Repensar o relacionamento parece ser o guia da mudança na gestão atual. Sinal disso são as inúmeras missões diplomáticas e comerciais. Deu-se sequência ao pragmatismo que historicamente orienta a política externa brasileira, aprofundando o caráter universalista. Além disso, Lula manteve uma linha que, segundo analistas, teve início com Fernando Henrique Cardoso, com a relação exterior mais guiada pela figura presidencial do que pelo Itamaraty.

“O principal marco dessa diplomacia do governo Lula é justamente o fato de que o presidente não sofre de ‘complexo de vira-latas’. É algo impressionante. A postura, o comportamento e a maneira que se dirige aos demais chefes de Estado internacionais é de igual para igual”, ressalta Thomas Heye, professor de Relações Internacionais da Universidade Federal Fluminense (UFF).

O termo empregado pelo especialista refere-se a uma expressão cunhada pelo jornalista e escritor Nelson Rodrigues. Originalmente, a questão era a derrota da seleção brasileira de futebol para o Uruguai na Copa do Mundo de 1950, que remetia a um sentimento de inferioridade que o país tinha em relação ao restante do mundo. No futebol, a celeuma foi superada em 1958 com a conquista do Mundial na Suécia. Em outras áreas, a ideia é aplicada de modo recorrente desde então.

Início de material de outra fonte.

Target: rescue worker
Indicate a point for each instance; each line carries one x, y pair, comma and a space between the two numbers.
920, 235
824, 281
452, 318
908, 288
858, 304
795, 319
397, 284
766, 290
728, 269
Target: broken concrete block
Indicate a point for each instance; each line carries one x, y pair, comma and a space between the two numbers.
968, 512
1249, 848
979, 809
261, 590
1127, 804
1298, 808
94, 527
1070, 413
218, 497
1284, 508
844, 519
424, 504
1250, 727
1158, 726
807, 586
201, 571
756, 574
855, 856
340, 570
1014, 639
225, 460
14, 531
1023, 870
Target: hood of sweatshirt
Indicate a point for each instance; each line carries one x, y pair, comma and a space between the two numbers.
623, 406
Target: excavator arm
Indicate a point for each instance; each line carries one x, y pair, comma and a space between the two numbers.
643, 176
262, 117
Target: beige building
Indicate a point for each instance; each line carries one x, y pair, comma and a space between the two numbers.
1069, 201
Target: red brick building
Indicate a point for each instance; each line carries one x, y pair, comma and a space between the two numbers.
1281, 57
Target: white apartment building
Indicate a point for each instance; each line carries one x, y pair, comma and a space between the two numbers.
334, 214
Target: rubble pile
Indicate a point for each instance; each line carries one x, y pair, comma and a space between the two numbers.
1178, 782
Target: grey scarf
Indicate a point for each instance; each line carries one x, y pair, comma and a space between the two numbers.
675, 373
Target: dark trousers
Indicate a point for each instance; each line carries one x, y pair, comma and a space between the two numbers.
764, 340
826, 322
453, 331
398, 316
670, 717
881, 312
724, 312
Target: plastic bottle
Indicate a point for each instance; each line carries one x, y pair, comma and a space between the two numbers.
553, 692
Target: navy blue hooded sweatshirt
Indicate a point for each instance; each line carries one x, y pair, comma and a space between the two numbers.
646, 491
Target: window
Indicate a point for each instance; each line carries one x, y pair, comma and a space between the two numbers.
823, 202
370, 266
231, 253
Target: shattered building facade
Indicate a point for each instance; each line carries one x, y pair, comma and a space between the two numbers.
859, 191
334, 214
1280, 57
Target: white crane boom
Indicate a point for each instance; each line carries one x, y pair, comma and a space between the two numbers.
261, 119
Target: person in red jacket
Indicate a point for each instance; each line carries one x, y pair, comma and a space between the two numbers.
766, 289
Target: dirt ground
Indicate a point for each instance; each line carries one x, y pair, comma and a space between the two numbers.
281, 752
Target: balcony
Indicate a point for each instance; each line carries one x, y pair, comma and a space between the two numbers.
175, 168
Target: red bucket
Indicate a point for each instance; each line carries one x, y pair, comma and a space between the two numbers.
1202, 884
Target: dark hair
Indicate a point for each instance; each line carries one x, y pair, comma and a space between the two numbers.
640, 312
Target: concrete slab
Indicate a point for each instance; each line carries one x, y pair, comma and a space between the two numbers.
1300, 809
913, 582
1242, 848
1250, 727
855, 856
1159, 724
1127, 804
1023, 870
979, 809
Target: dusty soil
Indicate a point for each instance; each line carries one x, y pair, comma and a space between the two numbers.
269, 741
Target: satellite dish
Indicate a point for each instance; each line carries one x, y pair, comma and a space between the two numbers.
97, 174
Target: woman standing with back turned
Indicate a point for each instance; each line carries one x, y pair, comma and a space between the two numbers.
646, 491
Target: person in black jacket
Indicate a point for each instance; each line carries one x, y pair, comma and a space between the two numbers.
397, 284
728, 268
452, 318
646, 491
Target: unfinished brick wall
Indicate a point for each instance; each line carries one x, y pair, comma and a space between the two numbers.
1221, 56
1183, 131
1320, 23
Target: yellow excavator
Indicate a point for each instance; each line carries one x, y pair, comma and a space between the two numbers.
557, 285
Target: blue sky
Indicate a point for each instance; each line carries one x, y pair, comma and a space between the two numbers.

São poucos, cada vez menos, os que afirmam que Lula não tem ligação direta com essa presença mais firme do Brasil no cenário internacional. O carisma do presidente produziu, por exemplo, o encontro em que o mandatário dos Estados Unidos, Barack Obama, chamou o brasileiro por “o cara”. E levou a extensas reportagens sobre o papel do Brasil em publicações de renome como Le Monde e Newsweek. A Time e o El País colocaram Lula entre os mais influentes do mundo – o diário espanhol encomendou a nada menos que o primeiro-ministro José Luis Zapatero a redação do perfil sobre o brasileiro, publicado sob o título “O homem que assombra o mundo”.

Honduras

Zapatero escreveu, na ocasião, que “por fim o mundo se deu conta de que o Brasil é muitíssimo mais que carnaval, futebol e praias”. O espanhol não duvidou sobre a necessidade de reforçar o apoio ao anseio brasileiro de ter assento permanente no Conselho de Segurança da ONU e lembrou que, semanas antes, os dois haviam estado em lados opostos na disputa pela sede das Olimpíadas de 2016 – o Rio de Janeiro levou a melhor sobre Madri. Naquele momento, o Brasil já estava garantido também como sede do Mundial de 2014.

Cristina Pecequilo, professora de Relações Internacionais da Universidade Estadual Paulista (Unesp), entende que a sociedade brasileira incorporou um componente de confiança. “Além disso, houve uma quebra daquelas visões um tanto minimalistas de que o Brasil não poderia ter um papel importante no mundo. Mudou não só a base de poder brasileira, mas a percepção do que é ser brasileiro”, afirma.

Outro exemplo dessa ‘revogação’ do complexo de vira-lata foi o caso de Honduras. O Brasil colocou-se imediatamente contra o golpe de Estado que derrubou o presidente legítimo Manuel Zelaya, em oposição a um titubeante Estados Unidos. Após as eleições, que ocorreram sem o retorno de Zelaya ao poder, o Planalto seguiu contra o golpe, negando-se a reconhecer o governo de Porfírio ‘Pepe’ Lobo. A Casa Branca, por outro lado, apressou-se em legitimar a nova gestão hondurenha.

Agora, meses depois, sucessivos informes da Organização dos Estados Americanos (OEA) dão conta de que as Forças Armadas continuam controlando o país, assassinando ou ameaçando aqueles que se opõem à derrubada do governante legítimo.

A Der Spiegel, que abordou com profundidade o acordo entre Brasil, Turquia e Irã, destaca que “muitos agora veem o presidente do Brasil como um herói do Hemisfério Sul e um importante contrapeso a Washington, Bruxelas e Pequim”. A publicação alemã pondera que Lula sabe que precisa manter boas relações com Estados Unidos, Grã-Bretanha e Rússia, mas tem consciência de que deve ter laços fortes com China, Índia e os países africanos.